Siècle 21, Littérature & société, Écrivains contemporains de New-York
Quatre volets au sommaire de ce numéro dont le coeur est constitué du dossier dirigé par Marilyn Hacker, consacré aux auteurs new-yorkais, "voix dissidentes" dans ce pays-continent que l'actualité politique actuelle donne plus que jamais à interroger, et du "hors-cadre" consacré à Marilyn Hacker elle-même, poète américaine de New-York vivant à Paris, dont sont offerts ici des textes en grande partie inédits, ainsi que quelques études la concernant.
C'est sur l'article "La route du Cap" de Jean Guilloineau, spécialiste de l'Afrique du Sud que s'ouvre cette livraison, qui nous entraîne dès l'abord sur les voiliers du portugais Bartholomei Dias, le premier en 1488 à doubler (sans s'en rendre compte) le cap de Bonne Espérance, et nous menant au fil de l'histoire, et des voyages aventuriers et souvent sans retour, en quête de routes des épices – qui, si elle n'y mène pas directement, contribue à la découverte de l'Amérique, et aux siècles de conquête, de déplacements de population, de luttes fraticides et de "melting-pot" qui constituent l'actuel continent et ses cultures.
Siècle 21, Littérature & société, seizième année, n.31, automne-hiver 2017, "Ecrivains contemporains de New-York (2), 206 p, 17 euros.
http://revue-siècle21.fr (de nombreux articles disponibles en téléchargement libre sur le site)
C'est ainsi qu'il faut lire le dossier central, ouvert aux "nouvelles voix d'Amérique" – poètes contemporains originaires de toutes les variantes ethniques et culturelles qui font de New-York la ville la plus cosmopolite du monde.

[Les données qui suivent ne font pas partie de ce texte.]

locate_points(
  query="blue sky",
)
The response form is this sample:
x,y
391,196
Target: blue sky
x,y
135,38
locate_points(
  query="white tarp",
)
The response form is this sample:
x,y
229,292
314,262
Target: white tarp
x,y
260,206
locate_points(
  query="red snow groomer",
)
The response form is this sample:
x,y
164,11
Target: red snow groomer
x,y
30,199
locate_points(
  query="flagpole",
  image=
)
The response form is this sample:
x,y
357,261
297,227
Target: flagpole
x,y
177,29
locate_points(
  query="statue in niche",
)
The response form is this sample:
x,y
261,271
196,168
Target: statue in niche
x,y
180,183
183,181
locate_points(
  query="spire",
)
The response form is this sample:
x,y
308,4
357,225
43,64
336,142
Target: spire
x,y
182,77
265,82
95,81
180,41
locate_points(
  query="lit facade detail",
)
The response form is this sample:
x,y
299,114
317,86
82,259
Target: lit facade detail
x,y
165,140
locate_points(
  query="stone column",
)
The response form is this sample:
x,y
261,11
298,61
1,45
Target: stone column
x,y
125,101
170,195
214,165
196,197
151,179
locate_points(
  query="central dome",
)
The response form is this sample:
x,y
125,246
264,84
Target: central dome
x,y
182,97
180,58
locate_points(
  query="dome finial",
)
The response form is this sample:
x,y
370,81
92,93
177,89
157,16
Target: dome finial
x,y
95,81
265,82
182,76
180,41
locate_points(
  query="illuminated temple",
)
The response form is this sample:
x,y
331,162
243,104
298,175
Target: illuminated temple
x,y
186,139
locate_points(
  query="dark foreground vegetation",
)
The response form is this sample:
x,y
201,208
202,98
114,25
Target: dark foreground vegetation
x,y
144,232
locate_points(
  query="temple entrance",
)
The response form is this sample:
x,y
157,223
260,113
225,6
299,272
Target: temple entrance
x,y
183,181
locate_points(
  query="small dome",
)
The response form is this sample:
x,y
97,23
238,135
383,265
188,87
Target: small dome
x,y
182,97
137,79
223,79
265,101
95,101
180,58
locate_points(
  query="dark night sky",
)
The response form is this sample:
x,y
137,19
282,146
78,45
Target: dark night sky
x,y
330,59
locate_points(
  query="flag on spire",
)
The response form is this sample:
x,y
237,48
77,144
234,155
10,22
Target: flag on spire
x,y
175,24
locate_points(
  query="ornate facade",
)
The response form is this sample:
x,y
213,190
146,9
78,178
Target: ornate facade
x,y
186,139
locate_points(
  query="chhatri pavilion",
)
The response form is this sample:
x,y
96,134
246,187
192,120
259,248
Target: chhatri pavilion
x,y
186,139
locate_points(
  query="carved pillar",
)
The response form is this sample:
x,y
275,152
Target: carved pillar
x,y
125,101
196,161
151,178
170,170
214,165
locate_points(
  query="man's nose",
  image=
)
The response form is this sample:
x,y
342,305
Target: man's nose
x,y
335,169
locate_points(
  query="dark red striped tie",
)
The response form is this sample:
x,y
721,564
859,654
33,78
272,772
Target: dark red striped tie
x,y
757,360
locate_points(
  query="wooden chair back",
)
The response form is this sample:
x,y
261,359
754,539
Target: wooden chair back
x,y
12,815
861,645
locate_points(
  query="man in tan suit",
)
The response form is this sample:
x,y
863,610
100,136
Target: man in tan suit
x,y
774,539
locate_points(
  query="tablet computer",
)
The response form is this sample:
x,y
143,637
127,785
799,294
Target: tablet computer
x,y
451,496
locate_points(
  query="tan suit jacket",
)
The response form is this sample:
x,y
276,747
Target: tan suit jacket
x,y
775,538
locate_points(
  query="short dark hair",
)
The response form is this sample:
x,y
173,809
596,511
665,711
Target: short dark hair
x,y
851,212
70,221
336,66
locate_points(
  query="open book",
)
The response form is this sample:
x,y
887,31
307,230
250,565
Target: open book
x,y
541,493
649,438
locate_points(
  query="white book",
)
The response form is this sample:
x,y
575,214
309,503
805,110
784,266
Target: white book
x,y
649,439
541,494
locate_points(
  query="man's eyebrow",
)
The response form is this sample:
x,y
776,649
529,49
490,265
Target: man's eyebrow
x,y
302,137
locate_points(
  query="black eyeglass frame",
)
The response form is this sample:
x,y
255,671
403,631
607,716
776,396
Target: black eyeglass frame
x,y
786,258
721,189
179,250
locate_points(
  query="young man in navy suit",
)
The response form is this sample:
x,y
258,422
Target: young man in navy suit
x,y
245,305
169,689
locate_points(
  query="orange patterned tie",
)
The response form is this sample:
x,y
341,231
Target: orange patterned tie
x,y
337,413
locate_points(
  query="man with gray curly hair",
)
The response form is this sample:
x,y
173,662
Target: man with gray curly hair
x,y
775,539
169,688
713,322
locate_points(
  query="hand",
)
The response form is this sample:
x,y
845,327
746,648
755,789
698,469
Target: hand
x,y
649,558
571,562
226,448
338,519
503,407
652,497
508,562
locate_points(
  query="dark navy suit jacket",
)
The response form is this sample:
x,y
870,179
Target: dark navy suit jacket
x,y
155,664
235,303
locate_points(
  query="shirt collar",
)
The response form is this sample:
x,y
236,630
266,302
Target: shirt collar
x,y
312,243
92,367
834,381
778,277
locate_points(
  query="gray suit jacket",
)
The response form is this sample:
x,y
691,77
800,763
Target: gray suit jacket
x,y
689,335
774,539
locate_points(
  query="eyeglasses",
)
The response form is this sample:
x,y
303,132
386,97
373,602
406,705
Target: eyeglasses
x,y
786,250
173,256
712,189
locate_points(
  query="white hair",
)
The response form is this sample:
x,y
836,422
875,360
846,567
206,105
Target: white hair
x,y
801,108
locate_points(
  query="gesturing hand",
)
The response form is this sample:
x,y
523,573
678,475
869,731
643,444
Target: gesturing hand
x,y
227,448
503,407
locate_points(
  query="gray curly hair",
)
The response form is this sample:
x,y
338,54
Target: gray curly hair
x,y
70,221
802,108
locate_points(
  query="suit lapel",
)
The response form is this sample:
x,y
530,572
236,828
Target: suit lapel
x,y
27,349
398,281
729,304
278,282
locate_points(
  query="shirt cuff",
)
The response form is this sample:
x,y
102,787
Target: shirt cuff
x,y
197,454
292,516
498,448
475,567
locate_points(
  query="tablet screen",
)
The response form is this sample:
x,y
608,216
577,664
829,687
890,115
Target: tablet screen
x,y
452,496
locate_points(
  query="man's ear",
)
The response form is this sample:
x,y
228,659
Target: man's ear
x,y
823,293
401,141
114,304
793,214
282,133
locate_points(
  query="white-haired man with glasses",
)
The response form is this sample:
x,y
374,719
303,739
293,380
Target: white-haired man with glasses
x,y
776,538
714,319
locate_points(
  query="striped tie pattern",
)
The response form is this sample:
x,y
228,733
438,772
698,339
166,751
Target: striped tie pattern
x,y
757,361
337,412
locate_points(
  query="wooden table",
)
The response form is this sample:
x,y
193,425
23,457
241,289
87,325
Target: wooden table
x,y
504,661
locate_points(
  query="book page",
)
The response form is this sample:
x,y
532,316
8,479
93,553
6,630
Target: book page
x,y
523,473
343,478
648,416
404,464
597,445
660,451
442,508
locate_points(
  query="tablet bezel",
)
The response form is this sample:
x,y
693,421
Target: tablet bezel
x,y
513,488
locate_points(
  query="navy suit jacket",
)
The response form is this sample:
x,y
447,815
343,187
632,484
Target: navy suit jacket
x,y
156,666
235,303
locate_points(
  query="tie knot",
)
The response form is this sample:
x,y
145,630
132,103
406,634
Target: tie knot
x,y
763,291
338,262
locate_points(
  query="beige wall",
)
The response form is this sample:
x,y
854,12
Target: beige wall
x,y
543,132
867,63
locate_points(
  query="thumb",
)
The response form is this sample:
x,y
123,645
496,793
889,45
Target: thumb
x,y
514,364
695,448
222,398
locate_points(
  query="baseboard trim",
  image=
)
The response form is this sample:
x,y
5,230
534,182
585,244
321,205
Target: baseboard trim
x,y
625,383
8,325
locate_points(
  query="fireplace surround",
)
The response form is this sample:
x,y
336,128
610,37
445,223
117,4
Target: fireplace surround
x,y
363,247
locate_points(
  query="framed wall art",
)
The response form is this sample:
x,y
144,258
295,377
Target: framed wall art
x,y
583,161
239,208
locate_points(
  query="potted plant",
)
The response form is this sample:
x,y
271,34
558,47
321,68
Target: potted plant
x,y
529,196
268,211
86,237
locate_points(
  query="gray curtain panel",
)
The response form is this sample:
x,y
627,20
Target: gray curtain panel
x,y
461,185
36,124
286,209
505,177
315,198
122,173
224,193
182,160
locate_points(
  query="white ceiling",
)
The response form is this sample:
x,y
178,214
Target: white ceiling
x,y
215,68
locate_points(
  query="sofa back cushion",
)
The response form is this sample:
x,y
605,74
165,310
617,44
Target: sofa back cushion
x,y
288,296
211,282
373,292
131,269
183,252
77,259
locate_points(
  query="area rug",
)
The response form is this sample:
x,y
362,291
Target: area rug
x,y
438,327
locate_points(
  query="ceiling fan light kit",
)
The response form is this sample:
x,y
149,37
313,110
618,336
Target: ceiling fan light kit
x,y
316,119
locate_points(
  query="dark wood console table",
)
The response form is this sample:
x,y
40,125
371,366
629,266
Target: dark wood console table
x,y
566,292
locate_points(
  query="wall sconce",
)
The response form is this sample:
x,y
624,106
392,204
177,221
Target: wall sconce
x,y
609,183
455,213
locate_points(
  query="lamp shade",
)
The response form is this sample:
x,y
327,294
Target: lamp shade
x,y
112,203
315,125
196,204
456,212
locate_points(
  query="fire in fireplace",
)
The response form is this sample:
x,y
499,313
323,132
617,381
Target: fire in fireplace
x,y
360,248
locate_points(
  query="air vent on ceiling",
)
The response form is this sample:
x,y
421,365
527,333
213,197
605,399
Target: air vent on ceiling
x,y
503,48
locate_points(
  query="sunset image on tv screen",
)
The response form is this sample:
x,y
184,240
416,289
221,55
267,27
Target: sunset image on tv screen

On y entend les voix des minorités, portées haut par le talent et la plume des auteurs présentés, parmi lesquels Jessica Greenbaum qui témoigne de l'actualité immédiate et de son engagement dans deux textes intitulés "L'Avril des cent premiers jours" et "Les Dernières semaines de janvier 2017". Yusef Komunyaka y convoque, (tout comme Barry Wallenstein dans ses poèmes de Tony's Blues – pp 58-60), des rythmes de jazz, ou de klezmer, pour nous parler d'Ota Benga, pygmée amené à New-York comme "animal humain"... On peut découvrir "la voix unique de Tory Dent" à travers deux poèmes et une fine analyse de Yusef Komunyakaa, soulignant la double exclusion qui fait s'écrire la poète, femme et victime du SIDA (pp 37-48), mais encore : un extrait théâtral de Paul Knox, les fragments philosophiques de Samuel R. Delany, imaginant une rencontre entre Leibniz et Spinoza, et deux poèmes de Patricia Spear Jones (poète publiée sur le Recours au Poème consacré à New-York, en 2017) concluant cette récolte par un très beau poème sur la traduction, façon de rendre hommage à ces écrivants de l'ombre qui permettent, aux œuvres de vivre et de voyager, comme celles ici regroupées :
La poète est mongole. La traductrice suit son cœur
Un cœur brisé et pourtant, elle chante de telle sorte qu'elle fait
De son cœur brisé, mon cœur brisé.
(...) Les tempêtes
secouent les rues de Taipei et répandent des pétales de rose
A travers les cours et les rues de Brooklyn.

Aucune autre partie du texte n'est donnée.